Here is my attempt :
Let $f \in \text {Aut}(D(0,1) \setminus \{0\})$.
Since $f$ is bounded on a deleted neighborhood of $0$, function $f$ has a removable singularity at $0$. Since $f$ is bijective, we must have $f(0)=0.$
By Schwarz's lemma we get $|f(z)| \le |z|.$
But $f^{-1} \in \text {Aut}(D(0,1) \setminus \{0\}) \; \text {and} f^{-1}(0)=0 \Rightarrow |z|=|f^{-1}(f(z))| \le |f(z)|.$
Thus $|f(z)|=|z| \Rightarrow f(z)=\lambda z \;$ for some $\lambda \in \Bbb C$ and $|\lambda|=1$.
We infer that all the elements of $\text {Aut}(D(0,1) \setminus \{0\})$ are rotations.
Are my arguments correct?
The important missing detail is where you say "since $f$ is bijective, $f(0)=0$".
To explain what the problem is we need to be a little more careful with the notation (in fact you made the error because you're actually using the notation "$f$" for two different things. Not to say your notation was bad, it's fairly standard, but that's where the error came from).
Say $D$ is the disk and $D'$ is the punctured disk. You're given $f:D'\to D'$. Now $f$ has a removable singularity at the origin, great.
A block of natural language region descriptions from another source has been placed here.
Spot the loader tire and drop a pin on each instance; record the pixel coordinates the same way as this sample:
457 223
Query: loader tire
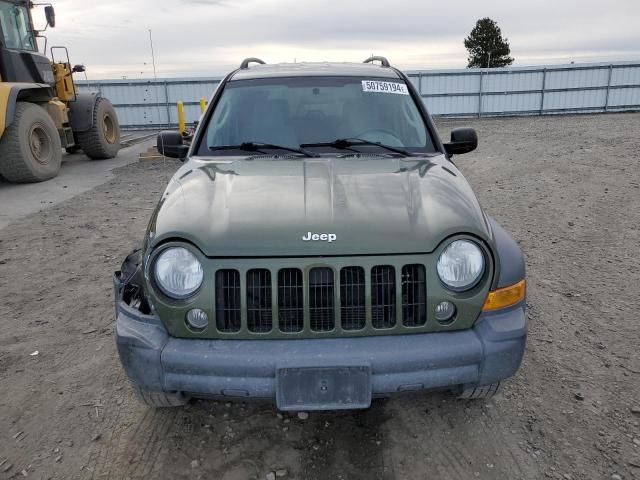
160 399
30 148
102 140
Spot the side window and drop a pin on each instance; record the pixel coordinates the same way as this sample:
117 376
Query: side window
14 21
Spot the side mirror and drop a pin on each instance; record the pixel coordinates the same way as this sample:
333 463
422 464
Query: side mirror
50 15
463 140
170 144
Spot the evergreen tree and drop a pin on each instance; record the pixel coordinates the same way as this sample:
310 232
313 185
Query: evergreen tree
487 48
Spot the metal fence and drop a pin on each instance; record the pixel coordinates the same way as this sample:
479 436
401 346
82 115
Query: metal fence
576 88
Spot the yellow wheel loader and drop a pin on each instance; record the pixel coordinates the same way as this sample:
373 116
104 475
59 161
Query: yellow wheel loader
41 112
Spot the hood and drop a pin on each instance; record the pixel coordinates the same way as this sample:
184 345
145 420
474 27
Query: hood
267 207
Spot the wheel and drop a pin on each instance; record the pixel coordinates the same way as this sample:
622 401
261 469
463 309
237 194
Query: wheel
102 140
160 399
485 391
74 148
30 148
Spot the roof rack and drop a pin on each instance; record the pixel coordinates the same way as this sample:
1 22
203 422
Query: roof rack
383 60
245 63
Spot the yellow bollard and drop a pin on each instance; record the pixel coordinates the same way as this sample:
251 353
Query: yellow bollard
181 123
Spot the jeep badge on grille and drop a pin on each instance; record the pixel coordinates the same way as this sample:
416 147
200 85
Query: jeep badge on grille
320 237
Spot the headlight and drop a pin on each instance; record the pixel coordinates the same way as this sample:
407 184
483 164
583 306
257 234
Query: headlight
178 272
461 265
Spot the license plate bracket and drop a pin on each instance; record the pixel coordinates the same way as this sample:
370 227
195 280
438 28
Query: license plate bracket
323 388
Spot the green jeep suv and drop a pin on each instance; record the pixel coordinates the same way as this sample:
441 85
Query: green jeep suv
319 248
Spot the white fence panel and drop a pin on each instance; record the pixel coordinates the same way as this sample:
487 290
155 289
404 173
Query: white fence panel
550 89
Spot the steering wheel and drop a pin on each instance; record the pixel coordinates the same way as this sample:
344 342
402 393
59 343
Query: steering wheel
375 133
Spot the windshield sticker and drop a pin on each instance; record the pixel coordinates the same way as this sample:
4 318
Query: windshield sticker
384 87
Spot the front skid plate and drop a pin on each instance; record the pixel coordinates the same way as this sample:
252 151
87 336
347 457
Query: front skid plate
323 388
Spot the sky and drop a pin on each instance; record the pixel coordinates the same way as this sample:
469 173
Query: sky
211 37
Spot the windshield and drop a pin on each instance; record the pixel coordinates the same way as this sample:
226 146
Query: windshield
14 23
313 110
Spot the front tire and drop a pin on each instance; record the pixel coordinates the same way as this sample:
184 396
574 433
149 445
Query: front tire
102 140
30 148
160 399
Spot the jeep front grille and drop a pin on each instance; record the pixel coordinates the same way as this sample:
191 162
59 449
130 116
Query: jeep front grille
352 298
259 304
228 305
321 299
290 300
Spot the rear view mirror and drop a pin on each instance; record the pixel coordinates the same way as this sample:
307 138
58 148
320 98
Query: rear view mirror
170 144
50 15
463 140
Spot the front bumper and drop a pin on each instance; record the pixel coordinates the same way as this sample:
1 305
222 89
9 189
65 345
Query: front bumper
489 352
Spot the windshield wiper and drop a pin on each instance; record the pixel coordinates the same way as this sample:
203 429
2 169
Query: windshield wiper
345 143
258 146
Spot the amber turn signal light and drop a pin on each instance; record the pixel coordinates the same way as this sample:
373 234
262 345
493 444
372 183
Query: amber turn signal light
505 297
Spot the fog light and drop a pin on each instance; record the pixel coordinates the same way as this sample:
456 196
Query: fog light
445 312
197 319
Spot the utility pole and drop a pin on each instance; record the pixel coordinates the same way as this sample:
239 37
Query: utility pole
153 57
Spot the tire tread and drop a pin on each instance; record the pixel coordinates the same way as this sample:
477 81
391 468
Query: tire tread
160 399
479 392
90 141
12 165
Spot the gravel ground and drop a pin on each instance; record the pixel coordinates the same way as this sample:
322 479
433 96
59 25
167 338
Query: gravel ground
568 188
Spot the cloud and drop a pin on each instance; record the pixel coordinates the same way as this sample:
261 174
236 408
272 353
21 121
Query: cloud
210 37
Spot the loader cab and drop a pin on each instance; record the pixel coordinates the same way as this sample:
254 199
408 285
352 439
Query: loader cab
20 60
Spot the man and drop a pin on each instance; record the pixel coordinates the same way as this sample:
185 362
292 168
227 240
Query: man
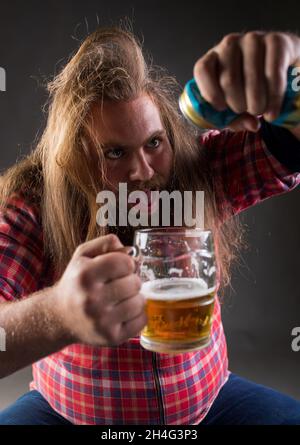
70 302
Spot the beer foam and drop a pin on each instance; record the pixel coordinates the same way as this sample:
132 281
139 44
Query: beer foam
175 289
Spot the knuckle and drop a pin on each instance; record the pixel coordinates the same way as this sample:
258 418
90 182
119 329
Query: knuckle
79 250
82 273
201 66
276 39
113 335
230 39
137 282
112 237
252 37
229 80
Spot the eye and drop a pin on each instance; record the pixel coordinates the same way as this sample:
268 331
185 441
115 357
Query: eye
114 153
154 143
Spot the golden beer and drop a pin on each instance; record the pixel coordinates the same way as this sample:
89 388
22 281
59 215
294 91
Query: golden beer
179 312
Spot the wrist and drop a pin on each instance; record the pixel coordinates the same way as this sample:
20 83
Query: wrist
57 307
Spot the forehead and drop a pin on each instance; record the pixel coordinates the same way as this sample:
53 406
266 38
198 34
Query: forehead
128 121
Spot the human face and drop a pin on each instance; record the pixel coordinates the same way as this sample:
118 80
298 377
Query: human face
135 144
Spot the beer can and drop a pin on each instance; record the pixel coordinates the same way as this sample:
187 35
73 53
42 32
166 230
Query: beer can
201 113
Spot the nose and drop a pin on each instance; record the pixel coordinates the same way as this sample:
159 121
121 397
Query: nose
140 169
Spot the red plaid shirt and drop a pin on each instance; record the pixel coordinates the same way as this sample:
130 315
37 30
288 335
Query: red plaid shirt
128 384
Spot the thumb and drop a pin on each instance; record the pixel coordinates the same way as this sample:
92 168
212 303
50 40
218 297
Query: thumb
100 245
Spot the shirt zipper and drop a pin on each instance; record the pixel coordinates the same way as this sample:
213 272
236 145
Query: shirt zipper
158 390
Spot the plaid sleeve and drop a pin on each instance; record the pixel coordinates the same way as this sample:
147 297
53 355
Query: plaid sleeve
21 250
245 172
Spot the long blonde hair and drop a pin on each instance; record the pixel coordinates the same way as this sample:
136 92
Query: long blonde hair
62 175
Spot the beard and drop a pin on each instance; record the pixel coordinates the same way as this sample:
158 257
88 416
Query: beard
126 234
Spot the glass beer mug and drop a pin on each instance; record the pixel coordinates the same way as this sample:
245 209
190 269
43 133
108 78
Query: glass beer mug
178 272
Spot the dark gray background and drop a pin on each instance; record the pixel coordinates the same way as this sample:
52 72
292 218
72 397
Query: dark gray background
36 38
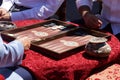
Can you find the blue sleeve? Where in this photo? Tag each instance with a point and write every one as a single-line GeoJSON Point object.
{"type": "Point", "coordinates": [11, 54]}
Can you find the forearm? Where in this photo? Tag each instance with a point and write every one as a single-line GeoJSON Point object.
{"type": "Point", "coordinates": [7, 4]}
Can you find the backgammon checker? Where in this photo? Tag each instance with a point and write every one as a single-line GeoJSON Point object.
{"type": "Point", "coordinates": [53, 38]}
{"type": "Point", "coordinates": [6, 25]}
{"type": "Point", "coordinates": [98, 47]}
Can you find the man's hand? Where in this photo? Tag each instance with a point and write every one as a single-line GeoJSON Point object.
{"type": "Point", "coordinates": [25, 41]}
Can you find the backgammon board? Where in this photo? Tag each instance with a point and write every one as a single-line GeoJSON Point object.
{"type": "Point", "coordinates": [54, 38]}
{"type": "Point", "coordinates": [39, 31]}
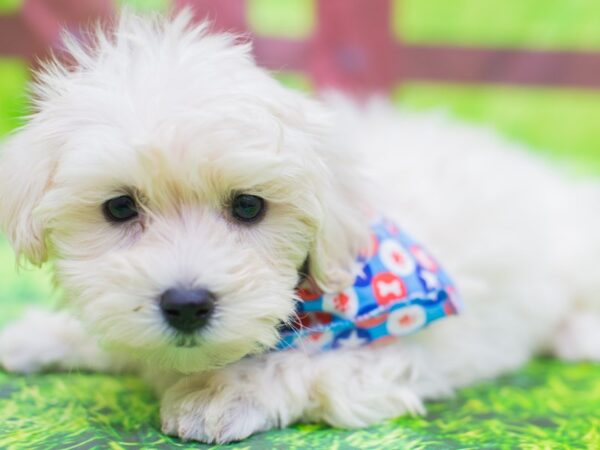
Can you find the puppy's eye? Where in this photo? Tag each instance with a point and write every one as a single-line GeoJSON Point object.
{"type": "Point", "coordinates": [120, 209]}
{"type": "Point", "coordinates": [247, 208]}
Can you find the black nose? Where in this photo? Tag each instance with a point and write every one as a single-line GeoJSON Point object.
{"type": "Point", "coordinates": [187, 310]}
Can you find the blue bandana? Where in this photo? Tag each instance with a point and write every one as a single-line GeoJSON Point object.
{"type": "Point", "coordinates": [399, 290]}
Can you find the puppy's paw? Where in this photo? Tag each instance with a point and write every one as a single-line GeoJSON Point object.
{"type": "Point", "coordinates": [213, 412]}
{"type": "Point", "coordinates": [42, 340]}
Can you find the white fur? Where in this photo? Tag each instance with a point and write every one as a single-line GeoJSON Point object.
{"type": "Point", "coordinates": [183, 119]}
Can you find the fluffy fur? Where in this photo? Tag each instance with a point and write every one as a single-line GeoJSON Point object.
{"type": "Point", "coordinates": [182, 119]}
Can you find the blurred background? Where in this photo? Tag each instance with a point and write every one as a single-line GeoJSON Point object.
{"type": "Point", "coordinates": [529, 68]}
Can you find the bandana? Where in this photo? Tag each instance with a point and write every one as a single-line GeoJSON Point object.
{"type": "Point", "coordinates": [400, 288]}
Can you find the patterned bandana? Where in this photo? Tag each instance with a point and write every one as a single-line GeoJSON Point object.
{"type": "Point", "coordinates": [399, 290]}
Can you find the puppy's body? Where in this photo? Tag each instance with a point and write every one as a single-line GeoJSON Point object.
{"type": "Point", "coordinates": [184, 119]}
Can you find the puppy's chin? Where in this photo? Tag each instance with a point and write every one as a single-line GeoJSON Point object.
{"type": "Point", "coordinates": [190, 355]}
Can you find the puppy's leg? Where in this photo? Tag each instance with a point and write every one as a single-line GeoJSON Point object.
{"type": "Point", "coordinates": [49, 340]}
{"type": "Point", "coordinates": [342, 388]}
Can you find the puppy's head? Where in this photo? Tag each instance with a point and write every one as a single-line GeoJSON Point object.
{"type": "Point", "coordinates": [179, 190]}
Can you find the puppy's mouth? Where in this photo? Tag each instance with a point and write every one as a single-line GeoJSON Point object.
{"type": "Point", "coordinates": [186, 341]}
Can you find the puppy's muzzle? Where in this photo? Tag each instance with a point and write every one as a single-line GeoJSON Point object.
{"type": "Point", "coordinates": [187, 310]}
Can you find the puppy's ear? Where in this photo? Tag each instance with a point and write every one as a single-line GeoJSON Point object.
{"type": "Point", "coordinates": [26, 168]}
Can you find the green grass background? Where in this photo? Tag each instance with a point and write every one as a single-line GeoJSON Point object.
{"type": "Point", "coordinates": [547, 405]}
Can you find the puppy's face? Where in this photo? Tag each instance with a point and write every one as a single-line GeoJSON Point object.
{"type": "Point", "coordinates": [180, 190]}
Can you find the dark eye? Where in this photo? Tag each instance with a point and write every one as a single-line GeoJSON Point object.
{"type": "Point", "coordinates": [120, 209]}
{"type": "Point", "coordinates": [247, 208]}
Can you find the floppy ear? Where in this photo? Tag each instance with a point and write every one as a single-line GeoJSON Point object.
{"type": "Point", "coordinates": [26, 168]}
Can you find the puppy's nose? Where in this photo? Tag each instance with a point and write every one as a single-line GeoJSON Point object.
{"type": "Point", "coordinates": [187, 310]}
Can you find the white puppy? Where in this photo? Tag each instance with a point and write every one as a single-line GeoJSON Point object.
{"type": "Point", "coordinates": [164, 164]}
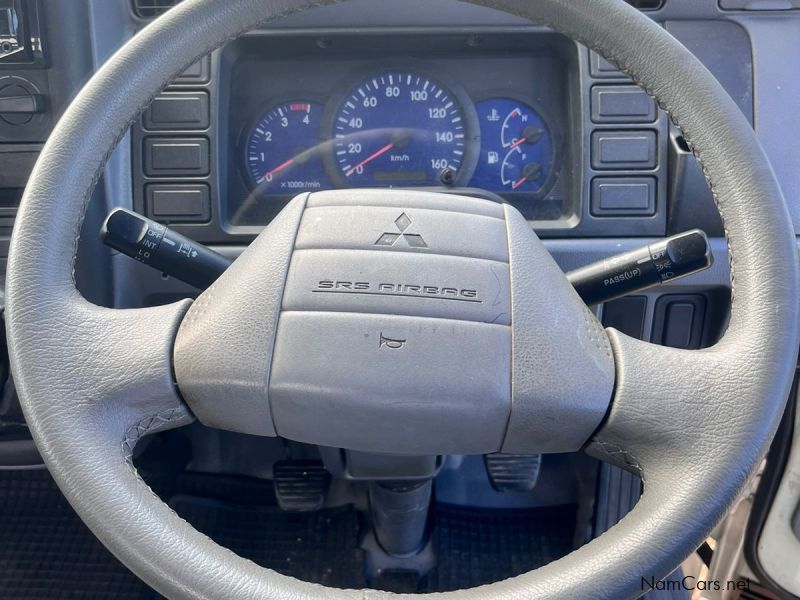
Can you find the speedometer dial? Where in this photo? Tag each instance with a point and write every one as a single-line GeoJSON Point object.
{"type": "Point", "coordinates": [402, 129]}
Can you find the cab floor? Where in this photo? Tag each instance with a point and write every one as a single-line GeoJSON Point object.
{"type": "Point", "coordinates": [47, 552]}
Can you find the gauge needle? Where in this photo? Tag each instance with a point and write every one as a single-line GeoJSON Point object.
{"type": "Point", "coordinates": [278, 169]}
{"type": "Point", "coordinates": [519, 182]}
{"type": "Point", "coordinates": [380, 152]}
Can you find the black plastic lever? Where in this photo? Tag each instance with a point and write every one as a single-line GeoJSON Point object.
{"type": "Point", "coordinates": [161, 248]}
{"type": "Point", "coordinates": [660, 262]}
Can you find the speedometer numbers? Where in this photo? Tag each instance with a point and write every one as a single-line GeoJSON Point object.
{"type": "Point", "coordinates": [400, 129]}
{"type": "Point", "coordinates": [284, 154]}
{"type": "Point", "coordinates": [517, 153]}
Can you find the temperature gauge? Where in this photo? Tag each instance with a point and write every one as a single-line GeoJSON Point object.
{"type": "Point", "coordinates": [517, 152]}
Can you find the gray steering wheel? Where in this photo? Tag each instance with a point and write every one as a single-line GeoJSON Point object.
{"type": "Point", "coordinates": [693, 424]}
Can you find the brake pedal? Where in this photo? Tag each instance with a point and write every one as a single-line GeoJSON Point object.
{"type": "Point", "coordinates": [513, 472]}
{"type": "Point", "coordinates": [300, 485]}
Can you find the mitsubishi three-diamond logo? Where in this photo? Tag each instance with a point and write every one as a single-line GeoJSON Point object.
{"type": "Point", "coordinates": [403, 222]}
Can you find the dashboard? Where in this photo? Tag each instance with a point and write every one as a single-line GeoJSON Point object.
{"type": "Point", "coordinates": [374, 113]}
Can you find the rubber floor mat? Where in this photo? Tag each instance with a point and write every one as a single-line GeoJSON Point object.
{"type": "Point", "coordinates": [319, 547]}
{"type": "Point", "coordinates": [473, 546]}
{"type": "Point", "coordinates": [477, 546]}
{"type": "Point", "coordinates": [46, 552]}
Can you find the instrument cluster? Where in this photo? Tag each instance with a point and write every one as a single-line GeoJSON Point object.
{"type": "Point", "coordinates": [401, 128]}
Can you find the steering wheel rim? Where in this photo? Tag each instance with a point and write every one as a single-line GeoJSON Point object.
{"type": "Point", "coordinates": [89, 392]}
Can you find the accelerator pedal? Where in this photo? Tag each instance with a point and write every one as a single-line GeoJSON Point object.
{"type": "Point", "coordinates": [513, 472]}
{"type": "Point", "coordinates": [300, 485]}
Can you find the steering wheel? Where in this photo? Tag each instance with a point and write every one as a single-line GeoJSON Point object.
{"type": "Point", "coordinates": [498, 351]}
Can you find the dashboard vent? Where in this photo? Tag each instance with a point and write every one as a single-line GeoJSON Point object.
{"type": "Point", "coordinates": [646, 4]}
{"type": "Point", "coordinates": [149, 9]}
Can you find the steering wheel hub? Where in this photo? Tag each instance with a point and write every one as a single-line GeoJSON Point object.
{"type": "Point", "coordinates": [398, 322]}
{"type": "Point", "coordinates": [694, 424]}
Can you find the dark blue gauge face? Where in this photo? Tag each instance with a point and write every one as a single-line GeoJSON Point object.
{"type": "Point", "coordinates": [399, 129]}
{"type": "Point", "coordinates": [284, 153]}
{"type": "Point", "coordinates": [517, 152]}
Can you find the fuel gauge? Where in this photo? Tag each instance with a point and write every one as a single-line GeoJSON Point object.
{"type": "Point", "coordinates": [517, 153]}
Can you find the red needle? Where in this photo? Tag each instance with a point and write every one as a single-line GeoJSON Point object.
{"type": "Point", "coordinates": [380, 152]}
{"type": "Point", "coordinates": [278, 169]}
{"type": "Point", "coordinates": [518, 143]}
{"type": "Point", "coordinates": [519, 182]}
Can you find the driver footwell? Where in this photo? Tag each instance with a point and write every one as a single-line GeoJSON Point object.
{"type": "Point", "coordinates": [46, 552]}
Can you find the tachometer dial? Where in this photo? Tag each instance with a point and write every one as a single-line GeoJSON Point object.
{"type": "Point", "coordinates": [517, 152]}
{"type": "Point", "coordinates": [402, 129]}
{"type": "Point", "coordinates": [284, 150]}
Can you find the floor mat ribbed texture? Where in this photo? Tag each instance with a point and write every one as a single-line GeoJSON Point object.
{"type": "Point", "coordinates": [47, 552]}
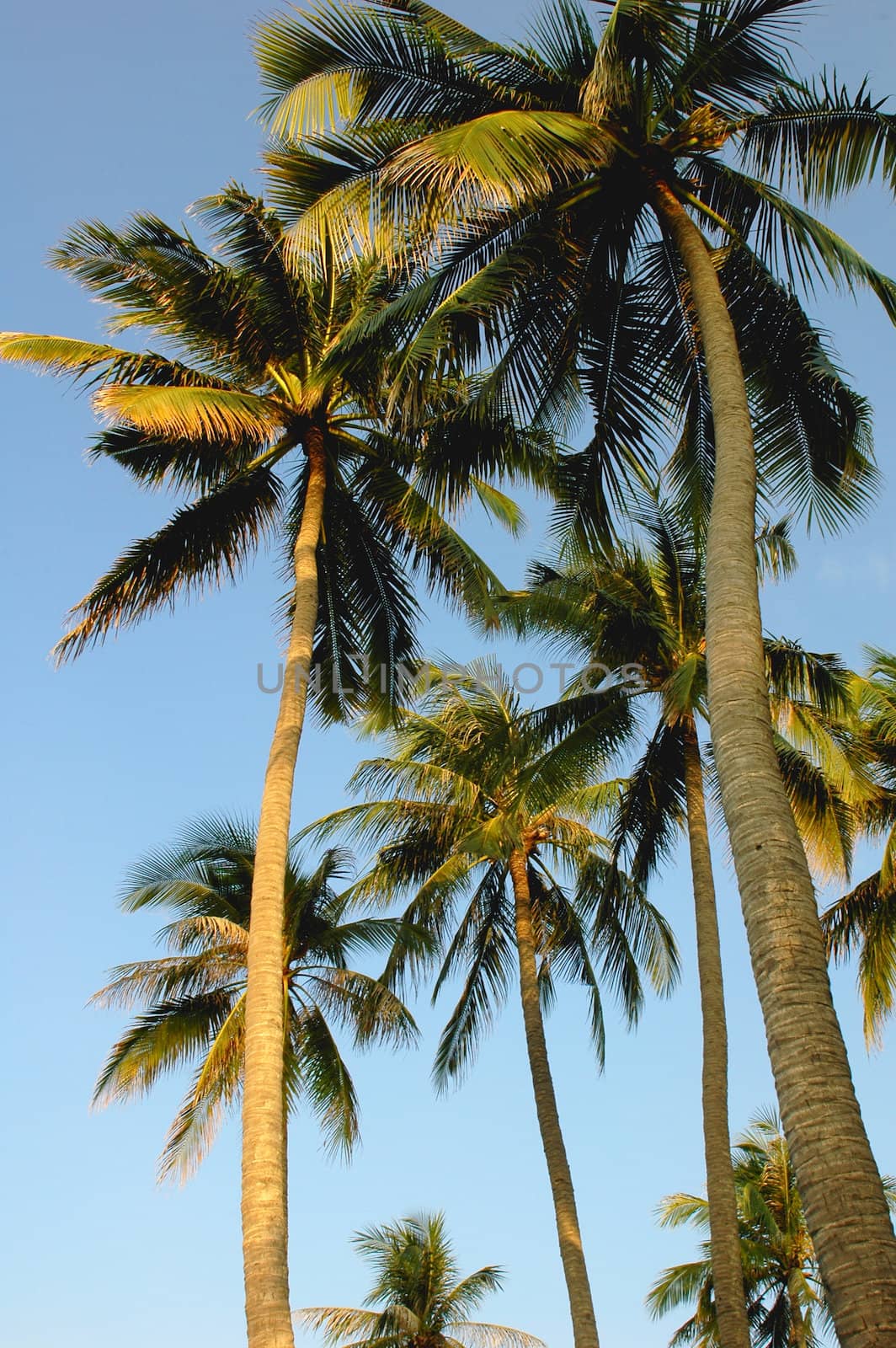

So $f$ extends to a function $F:D\to\Bbb C$.
Now when you say "since $f$ is a bijection..." you're actually referring to the new function $F$. You're given that $f:D'\to D'$ is a bijection - how do you know that $F$ is a bijection?
For that matter, how do you even know that $F(0)\in D$?
Hints: A certain very basic result that you use all the time shows that $|F(0)|<1$. So you have $F:D\to D$. Now you can use the Open Mapping Theorem to show that since $f$ is a bijection we must have $F(0)=0$.